Pada tahun 1977, tercatat penemuan penting dalam bidang biologi laut-dalam. Penyelaman kapal selam Alvin di 200 mil timur laut Kepulauan Galapagos pada kedalaman 27000 m, menemukan bentuk kehidupan bahari yang melimpah di sekitar empat lokasi air mancur panas di dasar samudera. Sedangkan jauh dari lokasi tersebut, dasar samudera tampak gersang. Temperatur air di lokasi air mancur berkisar 5-8 ºC atau lebih tinggi dari temperatur normal yang terdapat di kedalaman laut seperti itu. Air di empat lokasi air mancur panas itu mengandung H2S dengan konsentrasi tinggi. Bakteri belerang menggunakan HS itu sebagai sumber energi nutritif. Melalui mekanisme kemosintesis, bakteri tersebut menghasilkan bahan organik dalam jumlah besar. Bahan organik itu menjadi mata rantai makanan dalam ekosistem laut-dalam yang kondisi ekologisnya dingin, gelap, dan miskin energi. Akibat adanya air mancur panas, terjadi fenomena yang menakjubkan. Bagaikan oasis di dasar samudera, lokasi air mancur panas dan sekitarnya berlimpah dengan kerang raksasa, ketam, cacing pipa, dan berbagai jenis hewan. Penemuan ini cukup menggemparkan karena sebagian besar hewan yang ditemukan berukuran raksasa. Penemuan fenomena serupa juga terjadi di samudera Pasifik antara 20º LU dan 20º LS.

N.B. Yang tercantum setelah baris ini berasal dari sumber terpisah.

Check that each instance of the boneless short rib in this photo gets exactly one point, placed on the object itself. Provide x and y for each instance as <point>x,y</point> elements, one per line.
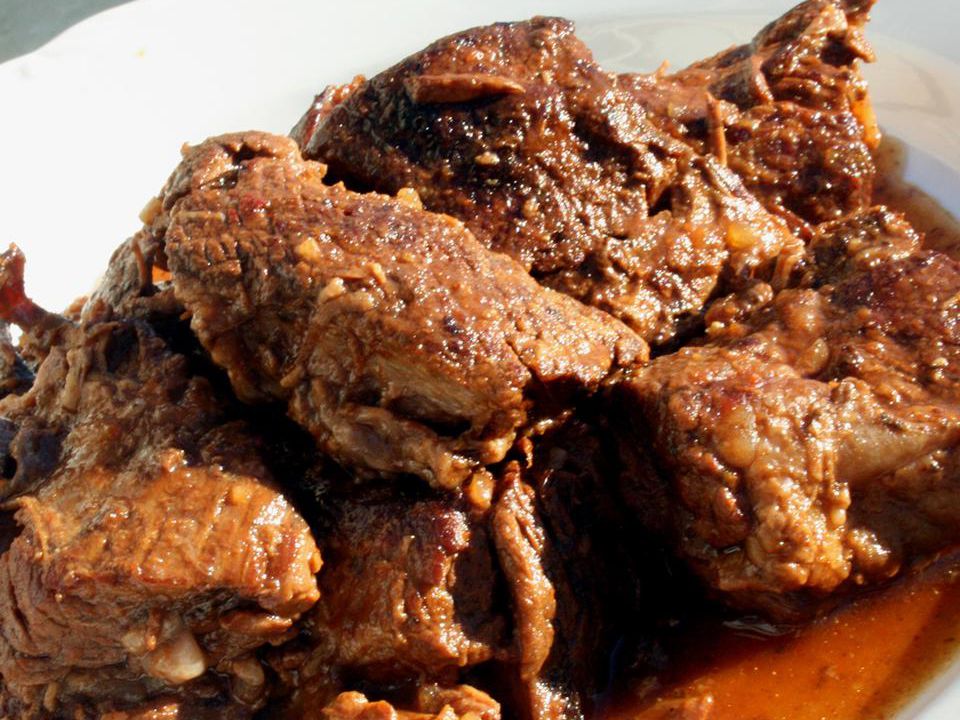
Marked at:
<point>392,419</point>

Karena tidak ada cahaya matahari, maka tentu saja tidak ada tumbuhan di area ini. Itu berarti harus ada produsen lain di area ini. Bakteri merupakan produsen yang mendukung komunitas ini. Bakteri ini melakukan proses kemosintesis. Kemosintesis merupakan contoh reaksi anabolisme selain fotosintesis. Kemosintesis adalah konversi biologis satu molekul karbon atau lebih (biasanya karbon dioksida atau metana), senyawa nitrogen dan sumber makanan menjadi senyawa organik dengan menggunakan oksidasi molekul anorganik (contohnya gas hidrogen, hidrogen sulfida) atau metana sebagai sumber energi, daripada cahaya matahari, seperti pada fotosintesis. Banyak mikroorganisme di daerah laut dalam menggunakan kemosintesis untuk memproduksi biomassa dari satu molekul karbon. Dua kategori dapat dibedakan. Pertama, di tempat yang jarang tersedia molekul hidrogen, energi yang tersedia dari reaksi antara CO2 dan H2 (yang mengawali produksi metana, CH4) dapat menjadi cukup besar untuk menjalankan produksi biomassa. Kemungkinan lain, dalam banyak lingkungan laut, energi untuk kemosintesis didapat dari reaksi antara O2 dan substansi seperti hidrogen sulfida atau amonia. Pada kasus kedua, mikroorganisme kemosintetik bergantung pada fotosintesis yang berlangsung di tempat lain dan memproduksi O2 yang mereka butuhkan. Demikianlah kemosintesis di area laut dalam berlangsung, sehingga organisme – organisme yang hidup di area ini bisa memperoleh hasil energi dari proses kemosintesis tersebut. Pada akhirnya, mereka bisa mempertahankan hidup.